Promoting Off-Label Uses of Approved Drugs: Green Light—or First Amendment Violation?

The FDA recently released its long-awaited but highly controversial final guidance permitting drug and device manufacturers to distribute medical journal articles and medical or scientific texts that discuss off-label uses of approved products.

The guidance, “Good Reprint Practice for the Distribution of Medical Journal Articles and Medical or Scientific Reference Publications on Unapproved New Uses of Approved Drug and Approved or Cleared Medi­cal Devices,” is available on the FDA’s Web site: http://www.fda.gov/oc/op/ goodreprint.html.

A major critic of the guidance, Rep Henry Waxman (D-Calif), chair of the House Committee on Energy and Commerce, urged the Obama administration “to carefully reexamine” the policy. Waxman accused Bush’s political appointees of giving drug companies “a long-coveted parting gift.”

“Despite revelations that drug companies manipulate medical journal articles to exaggerate the benefits and downplay the risks of their drugs, the guidance gives companies a green light to promote unapproved uses of their products by handing out these journal articles,” he said. “This fun­da­mentally undermines the requirement that companies prove to the FDA that each new use is safe and effective.”

Others, however, perceive the guidance as highly restrictive. In 1998, the Washington Legal Foundation (WLF) obtained a federal court injunction (Washington Legal Foundation v Friedman) that prohibits the FDA from preventing manufacturers from disseminating peer-reviewed medical journal articles and medical texts that contain off-label information. When a draft of the guidance was released last year, the WLF contended that it raised serious First Amendment concerns regarding manufactur­ers’ rights to speak truthfully about important health care issues. The WLF pledged to initiate court action if the FDA adopted a final guidance that violated either the existing federal court injunction or the First Amendment.

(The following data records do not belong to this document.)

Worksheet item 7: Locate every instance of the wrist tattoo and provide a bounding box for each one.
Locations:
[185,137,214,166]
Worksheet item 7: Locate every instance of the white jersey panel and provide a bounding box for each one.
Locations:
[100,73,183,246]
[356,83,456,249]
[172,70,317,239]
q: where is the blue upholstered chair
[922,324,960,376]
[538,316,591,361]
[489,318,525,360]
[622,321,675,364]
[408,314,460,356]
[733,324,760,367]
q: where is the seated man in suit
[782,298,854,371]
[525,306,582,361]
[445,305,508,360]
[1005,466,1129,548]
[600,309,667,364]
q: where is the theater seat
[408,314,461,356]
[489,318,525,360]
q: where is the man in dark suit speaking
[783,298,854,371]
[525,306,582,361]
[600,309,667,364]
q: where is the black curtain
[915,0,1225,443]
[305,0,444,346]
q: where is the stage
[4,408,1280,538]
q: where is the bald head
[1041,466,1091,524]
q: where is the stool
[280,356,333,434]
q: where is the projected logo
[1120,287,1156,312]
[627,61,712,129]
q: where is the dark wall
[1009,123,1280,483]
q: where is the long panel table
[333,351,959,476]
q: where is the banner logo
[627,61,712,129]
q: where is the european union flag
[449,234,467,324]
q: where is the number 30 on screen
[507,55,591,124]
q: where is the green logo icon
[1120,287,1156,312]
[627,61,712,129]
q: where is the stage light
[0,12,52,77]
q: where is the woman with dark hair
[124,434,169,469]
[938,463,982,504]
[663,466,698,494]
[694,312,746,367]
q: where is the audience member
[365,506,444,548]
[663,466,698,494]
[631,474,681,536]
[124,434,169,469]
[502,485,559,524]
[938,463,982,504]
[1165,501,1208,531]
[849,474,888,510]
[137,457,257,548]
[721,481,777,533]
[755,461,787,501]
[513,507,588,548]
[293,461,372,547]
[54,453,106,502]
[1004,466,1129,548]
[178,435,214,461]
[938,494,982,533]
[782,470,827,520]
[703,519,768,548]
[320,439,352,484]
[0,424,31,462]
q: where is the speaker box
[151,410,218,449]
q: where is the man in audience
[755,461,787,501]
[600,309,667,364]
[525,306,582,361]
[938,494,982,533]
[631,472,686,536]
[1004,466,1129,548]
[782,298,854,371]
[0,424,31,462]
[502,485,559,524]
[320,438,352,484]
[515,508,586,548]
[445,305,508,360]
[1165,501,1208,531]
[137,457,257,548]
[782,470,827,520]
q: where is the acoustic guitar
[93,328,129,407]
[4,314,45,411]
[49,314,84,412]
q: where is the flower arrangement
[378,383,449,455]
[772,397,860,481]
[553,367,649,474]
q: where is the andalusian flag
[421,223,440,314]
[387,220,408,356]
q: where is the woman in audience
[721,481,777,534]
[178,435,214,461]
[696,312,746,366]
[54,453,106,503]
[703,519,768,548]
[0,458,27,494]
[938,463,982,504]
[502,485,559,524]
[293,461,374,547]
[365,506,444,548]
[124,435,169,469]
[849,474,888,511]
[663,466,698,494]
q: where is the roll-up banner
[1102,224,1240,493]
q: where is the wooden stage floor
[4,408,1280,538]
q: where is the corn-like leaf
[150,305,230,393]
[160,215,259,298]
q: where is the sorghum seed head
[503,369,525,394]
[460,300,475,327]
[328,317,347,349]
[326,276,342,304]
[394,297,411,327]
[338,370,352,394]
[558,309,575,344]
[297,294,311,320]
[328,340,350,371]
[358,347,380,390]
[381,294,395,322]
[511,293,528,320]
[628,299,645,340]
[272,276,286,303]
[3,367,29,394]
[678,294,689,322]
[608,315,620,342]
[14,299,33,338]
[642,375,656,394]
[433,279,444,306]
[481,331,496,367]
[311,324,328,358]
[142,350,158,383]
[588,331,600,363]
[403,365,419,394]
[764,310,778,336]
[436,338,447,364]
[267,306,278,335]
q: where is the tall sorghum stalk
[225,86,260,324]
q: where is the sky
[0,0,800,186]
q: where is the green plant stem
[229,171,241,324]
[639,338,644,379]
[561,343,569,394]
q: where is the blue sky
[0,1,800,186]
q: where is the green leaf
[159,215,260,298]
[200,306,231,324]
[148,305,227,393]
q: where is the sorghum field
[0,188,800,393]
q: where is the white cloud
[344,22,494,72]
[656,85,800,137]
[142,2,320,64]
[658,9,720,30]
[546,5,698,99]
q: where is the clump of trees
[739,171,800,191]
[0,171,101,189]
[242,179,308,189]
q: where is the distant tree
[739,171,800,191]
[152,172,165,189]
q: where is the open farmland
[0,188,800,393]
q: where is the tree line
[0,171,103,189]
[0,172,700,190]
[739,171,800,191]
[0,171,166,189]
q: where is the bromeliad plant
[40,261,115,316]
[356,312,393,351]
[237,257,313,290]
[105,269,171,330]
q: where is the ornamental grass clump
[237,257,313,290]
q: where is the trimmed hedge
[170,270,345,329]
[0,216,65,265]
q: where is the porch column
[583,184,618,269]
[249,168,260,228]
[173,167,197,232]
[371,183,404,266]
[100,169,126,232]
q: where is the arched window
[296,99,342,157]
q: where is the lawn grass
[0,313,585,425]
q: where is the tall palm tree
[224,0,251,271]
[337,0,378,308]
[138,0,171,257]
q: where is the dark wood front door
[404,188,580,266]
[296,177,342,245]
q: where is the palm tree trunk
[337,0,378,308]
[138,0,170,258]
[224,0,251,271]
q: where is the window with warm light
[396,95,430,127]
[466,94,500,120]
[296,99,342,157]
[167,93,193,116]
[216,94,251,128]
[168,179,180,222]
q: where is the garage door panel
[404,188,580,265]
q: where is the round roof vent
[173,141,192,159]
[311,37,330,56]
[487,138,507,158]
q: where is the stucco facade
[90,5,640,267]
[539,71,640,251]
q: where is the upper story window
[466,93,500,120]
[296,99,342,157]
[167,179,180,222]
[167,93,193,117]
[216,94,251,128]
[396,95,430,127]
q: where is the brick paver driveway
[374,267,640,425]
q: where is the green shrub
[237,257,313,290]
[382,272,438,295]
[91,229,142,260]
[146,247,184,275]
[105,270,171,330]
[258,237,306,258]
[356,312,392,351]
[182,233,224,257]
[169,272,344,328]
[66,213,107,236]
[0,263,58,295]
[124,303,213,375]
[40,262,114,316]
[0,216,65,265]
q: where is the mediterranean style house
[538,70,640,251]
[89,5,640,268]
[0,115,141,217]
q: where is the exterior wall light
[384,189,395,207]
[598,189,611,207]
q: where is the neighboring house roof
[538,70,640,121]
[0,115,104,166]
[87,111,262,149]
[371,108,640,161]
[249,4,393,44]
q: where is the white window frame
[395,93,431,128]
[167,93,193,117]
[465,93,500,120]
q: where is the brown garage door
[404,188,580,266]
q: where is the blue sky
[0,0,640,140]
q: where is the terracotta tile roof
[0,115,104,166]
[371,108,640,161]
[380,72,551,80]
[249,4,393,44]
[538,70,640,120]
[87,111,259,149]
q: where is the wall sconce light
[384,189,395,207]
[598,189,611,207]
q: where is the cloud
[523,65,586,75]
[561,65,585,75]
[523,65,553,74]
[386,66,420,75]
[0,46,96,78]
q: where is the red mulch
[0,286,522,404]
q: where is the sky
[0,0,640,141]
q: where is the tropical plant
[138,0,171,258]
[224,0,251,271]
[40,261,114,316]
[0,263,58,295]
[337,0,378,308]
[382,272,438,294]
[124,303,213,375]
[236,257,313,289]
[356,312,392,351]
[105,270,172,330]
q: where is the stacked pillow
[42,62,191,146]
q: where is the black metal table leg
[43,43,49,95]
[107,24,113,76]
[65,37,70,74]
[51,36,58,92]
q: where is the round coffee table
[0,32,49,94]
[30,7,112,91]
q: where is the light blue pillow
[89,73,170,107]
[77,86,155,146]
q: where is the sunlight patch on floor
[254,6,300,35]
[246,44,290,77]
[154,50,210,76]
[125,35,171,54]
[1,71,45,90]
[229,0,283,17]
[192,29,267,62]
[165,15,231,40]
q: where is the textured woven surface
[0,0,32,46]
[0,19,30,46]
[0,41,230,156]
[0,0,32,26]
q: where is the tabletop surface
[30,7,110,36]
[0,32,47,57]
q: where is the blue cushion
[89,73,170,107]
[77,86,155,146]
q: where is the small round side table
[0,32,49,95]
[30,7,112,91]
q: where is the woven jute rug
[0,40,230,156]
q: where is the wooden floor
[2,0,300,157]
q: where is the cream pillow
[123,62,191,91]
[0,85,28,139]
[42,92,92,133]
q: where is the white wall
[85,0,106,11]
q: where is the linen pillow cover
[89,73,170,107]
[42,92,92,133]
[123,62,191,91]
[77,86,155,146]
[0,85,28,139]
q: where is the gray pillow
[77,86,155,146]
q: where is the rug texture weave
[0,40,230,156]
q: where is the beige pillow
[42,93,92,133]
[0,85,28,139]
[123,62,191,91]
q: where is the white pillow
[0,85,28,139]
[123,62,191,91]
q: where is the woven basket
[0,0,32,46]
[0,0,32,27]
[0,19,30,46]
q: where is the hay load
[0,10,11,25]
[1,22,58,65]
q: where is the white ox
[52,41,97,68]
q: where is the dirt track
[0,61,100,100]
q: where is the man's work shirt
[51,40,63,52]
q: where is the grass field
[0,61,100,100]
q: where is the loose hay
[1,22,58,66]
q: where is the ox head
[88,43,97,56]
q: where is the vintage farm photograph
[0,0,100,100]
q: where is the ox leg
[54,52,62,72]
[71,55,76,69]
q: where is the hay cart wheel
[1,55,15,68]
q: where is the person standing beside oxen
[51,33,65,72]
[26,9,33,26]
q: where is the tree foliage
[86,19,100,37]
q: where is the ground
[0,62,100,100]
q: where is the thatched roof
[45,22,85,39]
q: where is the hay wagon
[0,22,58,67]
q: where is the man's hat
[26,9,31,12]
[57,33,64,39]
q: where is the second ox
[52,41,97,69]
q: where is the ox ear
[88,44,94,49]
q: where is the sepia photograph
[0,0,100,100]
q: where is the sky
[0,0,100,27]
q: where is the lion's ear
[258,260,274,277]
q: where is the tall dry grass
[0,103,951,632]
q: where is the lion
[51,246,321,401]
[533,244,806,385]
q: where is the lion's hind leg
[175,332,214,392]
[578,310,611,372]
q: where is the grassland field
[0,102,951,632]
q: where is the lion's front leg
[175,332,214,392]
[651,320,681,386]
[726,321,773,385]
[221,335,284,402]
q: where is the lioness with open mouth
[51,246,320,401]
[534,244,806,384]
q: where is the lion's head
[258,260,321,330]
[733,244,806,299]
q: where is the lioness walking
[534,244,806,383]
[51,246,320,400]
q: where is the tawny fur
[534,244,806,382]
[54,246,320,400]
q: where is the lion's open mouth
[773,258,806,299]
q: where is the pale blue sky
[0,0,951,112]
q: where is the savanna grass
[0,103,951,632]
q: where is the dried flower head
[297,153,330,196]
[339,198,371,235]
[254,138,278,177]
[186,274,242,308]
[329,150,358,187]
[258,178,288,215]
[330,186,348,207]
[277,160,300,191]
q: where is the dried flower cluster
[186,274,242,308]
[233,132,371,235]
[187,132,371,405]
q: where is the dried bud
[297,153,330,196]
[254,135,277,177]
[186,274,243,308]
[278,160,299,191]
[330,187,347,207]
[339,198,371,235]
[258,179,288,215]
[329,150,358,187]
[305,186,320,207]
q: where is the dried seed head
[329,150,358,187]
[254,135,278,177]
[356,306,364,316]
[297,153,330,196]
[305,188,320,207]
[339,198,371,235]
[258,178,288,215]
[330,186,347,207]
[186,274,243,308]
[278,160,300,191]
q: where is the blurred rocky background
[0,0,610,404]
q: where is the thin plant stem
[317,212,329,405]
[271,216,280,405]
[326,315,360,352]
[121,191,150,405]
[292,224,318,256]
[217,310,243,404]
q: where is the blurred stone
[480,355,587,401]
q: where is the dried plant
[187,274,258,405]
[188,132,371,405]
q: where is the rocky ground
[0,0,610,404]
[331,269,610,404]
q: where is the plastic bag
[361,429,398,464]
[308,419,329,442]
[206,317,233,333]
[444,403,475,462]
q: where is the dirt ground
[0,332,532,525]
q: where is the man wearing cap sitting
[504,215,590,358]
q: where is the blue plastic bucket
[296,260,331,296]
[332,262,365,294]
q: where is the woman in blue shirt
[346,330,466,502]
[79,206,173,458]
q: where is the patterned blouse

When asked about the WLF’s stance on the final guidance, Richard Samp, the organization’s chief counsel, said that the WLF continues to have serious reservations about the reprint guidance.

“Despite what some ill-informed critics on the Left are saying, this guidance is a significant tightening of prior speech restrictions. Just how bad the guidance is depends to a certain extent on how strictly the FDA interprets an ‘adequate and well-controlled study,’” he said. “If the FDA means to limit studies that can be disseminated to those that are sufficient to warrant the granting of an NDA [New Drug Application], then the restriction is so tight that it cannot survive First Amendment scrutiny and the FDA is in contempt of the current federal court injunction that we won against them. We have no plans to pursue litigation at this point; there is no point in doing so until the Obama administration makes clear how it intends to address the issue.”

The guidance published in January encourages manufacturers to seek approvals and clearance for new indications and intended uses. It also acknowledges that health care pro­fes­sionals may lawfully use or prescribe an approved drug or cleared device for off-label treatment.